SINGAPORE – Two scientific “architects” who helped to mould and advance the research landscape in their respective institutions received medals under the 2021 President’s Science and Technology Awards.
Professor Ivy Ng, SingHealth’s group chief executive since 2012, has played a key role in transforming the nation’s largest healthcare cluster into an academic medical centre – a network that aims to excel in patient care while delving into a trove of research to uncover new insights in medicine.
Sir Peter Gluckman from the Agency for Science, Technology and Research’s (A*Star) Singapore Institute of Clinical Sciences was the mind behind the development of long-term studies that investigated how pregnancy and early childhood shape the health of mother and child.
They received the prestigious President’s Science and Technology Medal from President Halimah Yacob at the Istana on Friday (Dec 10).
Prof Ng, 63, orchestrated the formation of the SingHealth Duke-National Univerity of Singapore Academic Medical Centre in 2014 so that clinicians and researchers could find better ways to predict and prevent diseases, advance diagnostic capabilities, and improve clinical outcomes and patient experiences.
Among the numerous academic clinical programmes, institutes and the 13 disease centres that were born from the academic medical centre, Prof Ng has a soft spot for the Genomic Medicine Centre.

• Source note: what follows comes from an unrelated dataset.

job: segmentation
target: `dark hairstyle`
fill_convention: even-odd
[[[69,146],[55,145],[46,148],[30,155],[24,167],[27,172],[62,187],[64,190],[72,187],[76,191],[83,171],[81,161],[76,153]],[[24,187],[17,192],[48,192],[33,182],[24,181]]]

This is because she started out as a specialist who treated children with genetic disorders.
As a paediatric geneticist at KK Women’s and Children’s Hospital in the 1990s, she had a special interest in thalassaemia, the most common genetic disorder in Singapore.
In its severe form, patients with the blood condition need monthly blood transfusions to survive.
Prof Ng set up the National Thalassaemia Registry in 1992 so that parents will know if their unborn baby has thalassaemia major at an early stage of their pregnancy and receive support.
Prof Gluckman, 72, who joined A*Star in 2007, worked with institutes to develop a research plan to address the rising rates of metabolic disease in Singapore, including diabetes during pregnancy, called gestational diabetes.
Originally trained as a paediatrician, he proposed the idea to develop Singapore’s largest and most comprehensive birth cohort study, called Growing Up In Singapore Towards Healthy Outcomes.
The study, which started in 2008, tracked the health and development of about 1,000 children over a decade, from when they were foetuses.
“What happens to us as a foetus affects our development as an infant, which affects our journey through childhood, to adolescence, to adulthood, to ageing,” said Prof Gluckman, explaining the importance of long-term cohort studies.
“We recognised that the origins of psychological resilience depend on the first four years (of life), and psychological resilience may be the most important skill to thrive in a world of rapid change,” he said.
“Inadequate development can appear as learning and emotional or mental health problems in young people with consequences for adulthood in terms of employment, relationships and mental health,” added Prof Gluckman, who is the chief scientific officer of the Singapore Institute of Clinical Sciences.
With the children in the study now entering adolescence, youth mental health will be a major focus in the next phase of the long-term research, he noted.